Of course, I am a bit of a comic-book freak. And even though Spider-Man was never a favorite, the association with Doc Ock at least enhances the kewlness factor.

What the heck are the little colored things it’s picking up, though?

Tactilizing?

A press release from Johns Hopkins University describes work being done to incorporate haptic (i.e., touch-related) feedback to surgical systems. I first heard about such technologies when touring the University of North Carolina’s computer science department a year or so ago.

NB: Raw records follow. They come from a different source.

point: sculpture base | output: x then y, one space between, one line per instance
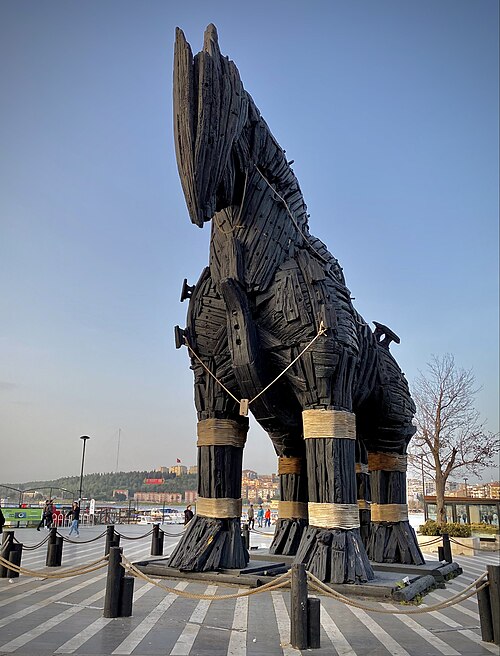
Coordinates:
287 536
334 555
394 542
210 544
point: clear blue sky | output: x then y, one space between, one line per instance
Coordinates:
390 111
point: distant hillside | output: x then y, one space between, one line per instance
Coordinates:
101 486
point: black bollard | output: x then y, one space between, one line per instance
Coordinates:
7 543
298 614
15 556
59 546
245 534
447 548
313 623
494 590
484 608
155 541
127 596
110 538
51 560
114 578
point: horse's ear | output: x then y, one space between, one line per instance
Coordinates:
210 110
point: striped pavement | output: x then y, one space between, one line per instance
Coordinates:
64 616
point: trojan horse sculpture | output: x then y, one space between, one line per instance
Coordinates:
271 327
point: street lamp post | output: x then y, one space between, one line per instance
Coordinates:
84 438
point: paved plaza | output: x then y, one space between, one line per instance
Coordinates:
41 617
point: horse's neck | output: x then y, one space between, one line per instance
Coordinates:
250 242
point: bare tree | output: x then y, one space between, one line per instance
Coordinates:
450 434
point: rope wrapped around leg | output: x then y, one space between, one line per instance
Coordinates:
218 508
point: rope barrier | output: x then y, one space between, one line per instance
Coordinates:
67 539
455 599
27 547
139 537
173 535
76 571
427 544
466 546
256 530
278 582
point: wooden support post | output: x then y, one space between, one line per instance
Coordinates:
494 590
114 578
313 623
51 560
484 607
110 537
126 597
7 543
447 548
15 556
155 541
298 615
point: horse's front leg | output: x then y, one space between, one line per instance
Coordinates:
212 539
292 507
332 548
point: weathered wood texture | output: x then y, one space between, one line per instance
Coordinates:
288 531
269 286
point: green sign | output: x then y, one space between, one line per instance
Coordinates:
22 514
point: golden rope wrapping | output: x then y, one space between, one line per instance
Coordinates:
289 465
387 462
334 515
221 432
329 424
389 512
219 508
289 509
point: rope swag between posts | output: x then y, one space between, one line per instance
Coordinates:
280 582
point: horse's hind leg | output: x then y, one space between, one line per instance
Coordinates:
392 539
292 507
331 547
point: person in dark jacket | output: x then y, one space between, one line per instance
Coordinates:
188 515
44 515
74 513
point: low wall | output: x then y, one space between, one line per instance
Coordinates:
467 546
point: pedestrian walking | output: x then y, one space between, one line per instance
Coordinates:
188 515
74 513
251 517
49 513
44 515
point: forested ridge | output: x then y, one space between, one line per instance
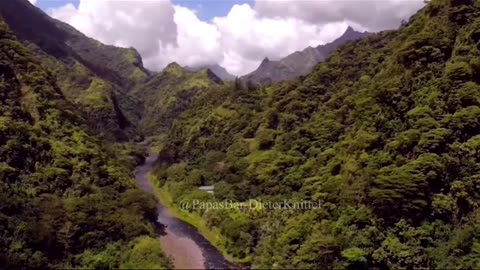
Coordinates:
385 134
67 199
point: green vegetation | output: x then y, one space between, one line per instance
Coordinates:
67 199
384 135
165 96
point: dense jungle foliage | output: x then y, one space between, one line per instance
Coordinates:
67 199
385 135
92 75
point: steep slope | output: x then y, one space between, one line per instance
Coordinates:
166 95
383 137
218 70
299 63
64 201
89 73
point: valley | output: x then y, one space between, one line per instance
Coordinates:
381 130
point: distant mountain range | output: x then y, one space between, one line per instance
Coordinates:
298 63
220 71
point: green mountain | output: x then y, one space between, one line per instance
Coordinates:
383 136
67 199
165 96
298 63
218 70
97 77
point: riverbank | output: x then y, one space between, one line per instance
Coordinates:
213 236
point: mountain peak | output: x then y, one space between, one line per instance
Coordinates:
174 69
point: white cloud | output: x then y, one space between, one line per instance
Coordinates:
145 25
239 41
197 43
372 14
247 38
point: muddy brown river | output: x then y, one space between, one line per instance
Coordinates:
181 241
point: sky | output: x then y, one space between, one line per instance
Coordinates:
237 34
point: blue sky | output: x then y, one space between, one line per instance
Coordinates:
207 9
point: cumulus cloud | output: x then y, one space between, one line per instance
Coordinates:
165 33
373 15
247 38
145 25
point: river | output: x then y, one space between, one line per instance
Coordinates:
181 241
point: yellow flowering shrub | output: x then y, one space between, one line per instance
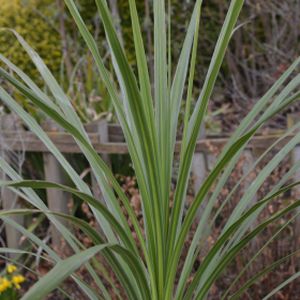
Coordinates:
10 283
33 19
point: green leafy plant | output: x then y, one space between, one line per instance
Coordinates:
148 268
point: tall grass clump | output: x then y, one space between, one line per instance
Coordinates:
147 267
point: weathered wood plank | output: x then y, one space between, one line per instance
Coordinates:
66 144
8 198
57 200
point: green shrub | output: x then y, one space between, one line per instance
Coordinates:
147 265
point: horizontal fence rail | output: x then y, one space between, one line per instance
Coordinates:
109 139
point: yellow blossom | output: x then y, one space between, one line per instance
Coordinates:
4 284
17 279
11 268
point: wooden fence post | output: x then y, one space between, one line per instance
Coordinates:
100 127
57 199
295 158
199 171
8 198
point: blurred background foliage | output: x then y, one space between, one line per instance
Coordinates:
266 42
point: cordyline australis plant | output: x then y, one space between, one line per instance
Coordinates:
148 269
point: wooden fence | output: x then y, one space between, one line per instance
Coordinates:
107 139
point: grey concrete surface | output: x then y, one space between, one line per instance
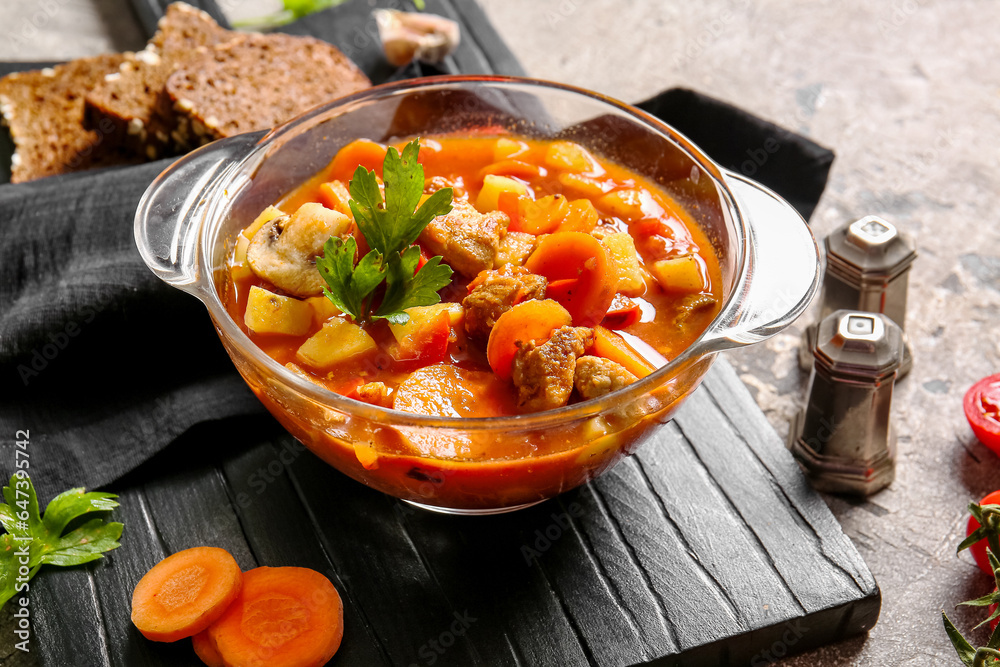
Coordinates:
908 94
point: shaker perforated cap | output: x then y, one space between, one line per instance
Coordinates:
872 247
859 343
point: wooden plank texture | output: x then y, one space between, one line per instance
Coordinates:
703 549
708 547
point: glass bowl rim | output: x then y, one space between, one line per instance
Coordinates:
235 336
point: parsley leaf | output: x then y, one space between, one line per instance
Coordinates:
407 289
349 286
33 539
390 226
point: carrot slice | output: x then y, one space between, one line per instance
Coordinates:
611 346
581 217
510 203
185 593
284 617
205 649
575 255
517 168
540 216
361 152
529 320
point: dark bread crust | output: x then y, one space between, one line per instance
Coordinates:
256 82
133 99
44 111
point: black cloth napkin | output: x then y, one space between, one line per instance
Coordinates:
103 366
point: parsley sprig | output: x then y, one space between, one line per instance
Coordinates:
971 656
390 227
39 539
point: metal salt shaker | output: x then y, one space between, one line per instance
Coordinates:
867 268
844 439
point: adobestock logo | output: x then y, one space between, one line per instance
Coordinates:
58 341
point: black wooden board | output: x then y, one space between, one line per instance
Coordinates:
707 547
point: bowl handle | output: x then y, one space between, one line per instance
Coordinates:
783 269
171 211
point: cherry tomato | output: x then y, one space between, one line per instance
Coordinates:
979 548
982 409
995 621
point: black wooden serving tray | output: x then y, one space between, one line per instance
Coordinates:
708 547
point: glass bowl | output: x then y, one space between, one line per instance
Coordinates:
188 219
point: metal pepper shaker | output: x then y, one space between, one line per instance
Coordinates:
867 268
844 438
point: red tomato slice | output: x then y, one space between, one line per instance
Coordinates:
978 549
580 258
623 313
982 409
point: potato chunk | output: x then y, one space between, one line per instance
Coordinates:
680 275
268 312
621 247
570 156
515 248
338 341
493 185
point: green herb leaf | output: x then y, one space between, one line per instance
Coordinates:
35 540
989 518
368 208
407 289
293 10
390 226
348 286
966 653
404 183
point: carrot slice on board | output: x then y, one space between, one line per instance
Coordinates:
185 593
284 617
528 320
205 649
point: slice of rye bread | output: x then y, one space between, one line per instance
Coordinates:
133 99
257 82
44 111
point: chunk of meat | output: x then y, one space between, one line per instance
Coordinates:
497 292
515 248
543 374
596 376
467 239
375 393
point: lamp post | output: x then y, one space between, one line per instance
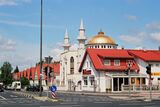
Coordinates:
48 60
40 94
129 76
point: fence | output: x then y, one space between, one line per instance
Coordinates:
136 88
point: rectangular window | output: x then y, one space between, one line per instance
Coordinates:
157 65
107 62
85 80
117 62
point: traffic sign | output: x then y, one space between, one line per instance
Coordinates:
53 88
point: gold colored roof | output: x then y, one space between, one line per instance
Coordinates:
101 39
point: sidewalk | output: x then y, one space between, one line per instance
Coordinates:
120 95
36 96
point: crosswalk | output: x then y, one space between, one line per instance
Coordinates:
83 98
18 101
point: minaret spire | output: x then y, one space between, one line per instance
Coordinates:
66 44
81 25
81 37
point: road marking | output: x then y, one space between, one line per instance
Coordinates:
13 96
138 104
102 102
69 103
3 98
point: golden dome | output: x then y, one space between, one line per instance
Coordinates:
101 39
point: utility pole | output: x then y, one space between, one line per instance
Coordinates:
48 60
40 94
129 76
148 71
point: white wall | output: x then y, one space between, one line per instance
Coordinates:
142 65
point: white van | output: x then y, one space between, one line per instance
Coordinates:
16 85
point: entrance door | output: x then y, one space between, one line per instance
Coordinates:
115 84
120 83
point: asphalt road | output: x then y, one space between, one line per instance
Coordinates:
8 99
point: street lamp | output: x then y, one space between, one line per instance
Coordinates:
128 72
40 94
48 60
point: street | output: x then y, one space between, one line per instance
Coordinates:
9 98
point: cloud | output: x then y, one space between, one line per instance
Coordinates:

In the case of the Johns Hopkins technology, doctors using robotic surgical technology receive an additional layer of feedback, attempting to restore their sense of touch during robotic procedures. The Carolinans, on the other hand, are using a similar feedback mechanism to manipulate things at the nano-scale, making such objects feel “sticky” or repulsive (in the sense of electrical or magnetic repulsion) via feedback from a mechanical interface.

This is kewl.

While not necessarily “visualizing” data, it is interaction that offers a remarkable way of interacting with datasets. It would be great to see technology like this in a science center—can you imagine stepping up to a display and being able to feel the electrical forces in a 3-D molecule? Or maybe you could touch an image from an electron microscope? Or perhaps you would be exposed to gravitational or pressure differences on a variety of planets? Sounds like (insightful) fun to me.